The Tianjin Metro or Tianjin Rail Transit is the rapid transit system in the city of Tianjin, which was the second city in mainland China after Beijing to operate a subway system (the Beijing Subway opened in 1971). First opened in 1984, the system currently has 13 operating lines and 258 stations spanning 370 km.

==History==
Tianjin, as an inland harbor of China, has long been a major commercial city. After the founding of the People's Republic in 1949, the number of vehicles on the roads significantly increased, causing pollution. To overcome these problems, the transport authority decided to close the old tram network and switch over to a rapid transit system.

However, due to cost, it was not until 1970 that construction of the system first took place. The first section, spanning 3.6 km of track and 4 stations (Xinhualu, Yingkoudao, Anshandao and Haiguangsi), was completed by February 1976. Further construction was delayed due to an earthquake in 1976. The second section, with an additional 1.6 km of track and the Xinanjiao and Erweilu stations, was completed by 1980. After construction resumed, the total length was 7.4 km, with 8 stations, and service on the line began on 28 December 1984.

To reduce construction costs, the transport authority decided to use an abandoned canal bed to form part of the system, and did not dig deeply. By using the canal bed, the underground section is only 2-3 m under the street surface, and was the world's shallowest metro.
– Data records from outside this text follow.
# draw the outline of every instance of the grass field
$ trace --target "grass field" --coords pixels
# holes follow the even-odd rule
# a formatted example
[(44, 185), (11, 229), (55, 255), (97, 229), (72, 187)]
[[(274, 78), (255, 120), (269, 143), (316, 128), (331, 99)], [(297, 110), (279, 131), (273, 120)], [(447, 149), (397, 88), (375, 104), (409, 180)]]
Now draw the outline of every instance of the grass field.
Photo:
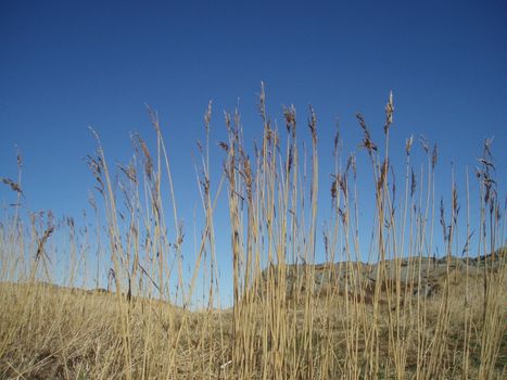
[[(284, 109), (280, 131), (266, 115), (264, 91), (258, 105), (263, 136), (254, 153), (243, 141), (238, 112), (225, 115), (229, 139), (219, 143), (225, 164), (216, 188), (227, 192), (232, 306), (217, 307), (218, 198), (210, 186), (210, 143), (201, 147), (198, 170), (204, 227), (187, 278), (185, 236), (174, 202), (177, 178), (159, 119), (150, 112), (155, 153), (135, 136), (136, 160), (128, 165), (113, 169), (94, 135), (98, 151), (88, 164), (96, 179), (97, 198), (90, 204), (102, 231), (99, 241), (77, 239), (77, 223), (71, 218), (59, 224), (48, 213), (25, 217), (17, 205), (5, 211), (0, 226), (0, 378), (506, 378), (505, 210), (490, 141), (478, 164), (480, 199), (470, 199), (467, 178), (464, 193), (458, 194), (453, 180), (449, 204), (439, 204), (436, 147), (421, 141), (427, 161), (416, 175), (414, 139), (390, 147), (390, 97), (382, 152), (357, 115), (364, 134), (360, 154), (368, 156), (370, 173), (357, 173), (354, 155), (341, 156), (337, 135), (329, 192), (333, 216), (320, 228), (314, 111), (307, 126), (300, 126), (295, 110)], [(204, 116), (206, 136), (211, 112), (210, 106)], [(302, 150), (300, 129), (308, 136), (308, 152)], [(391, 176), (393, 149), (406, 157), (402, 190), (395, 190)], [(362, 262), (365, 252), (359, 252), (364, 235), (357, 191), (364, 190), (357, 188), (357, 177), (363, 175), (372, 176), (375, 183), (368, 262)], [(3, 182), (18, 204), (21, 169), (17, 179)], [(462, 206), (459, 198), (467, 200)], [(163, 199), (170, 204), (167, 210)], [(472, 226), (479, 228), (476, 233)], [(439, 257), (435, 230), (442, 231), (445, 248)], [(459, 246), (458, 230), (467, 235)], [(62, 231), (68, 252), (51, 249), (51, 239)], [(315, 263), (317, 239), (326, 251), (320, 264)], [(87, 261), (90, 246), (102, 248), (97, 264)], [(51, 283), (58, 282), (60, 255), (72, 264), (65, 287)], [(99, 289), (106, 266), (109, 289)], [(96, 279), (98, 289), (80, 286)], [(200, 309), (191, 307), (198, 282), (205, 284), (207, 304)]]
There were only 1,000 full-time construction workers at that time; the others were volunteers from factories, schools and institutions all over the city. The average number of volunteer workers exceeded 2,000 a day, which rendered the project unique in the world then. Construction was delayed in 1976 when an earthquake hit the city, but was resumed in 1979 and completed by 1984.

At the end of the 1990s, it was observed that the Metro system was quite out of date. The atmosphere of the stations was uninviting, difficult to navigate, and with few passenger amenities on the platforms. Trains were infrequent, sporadic, and commonly delayed. The trains themselves were dilapidated, seat covers often torn off, and dim. Taking into consideration more modern, cleaner systems in East Asia, a massive reconstruction, modernization and expansion plan was laid out in 2000. In preparation, the system was closed on 1 September 2001, with renovation starting on 21 November of the same year. After purchasing new rolling stock, adding half-height platform screen doors and extending the line up to Shuanglin, the line re-opened on 6 December 2006 as Line 1, after trial testing that began on 12 June of that year.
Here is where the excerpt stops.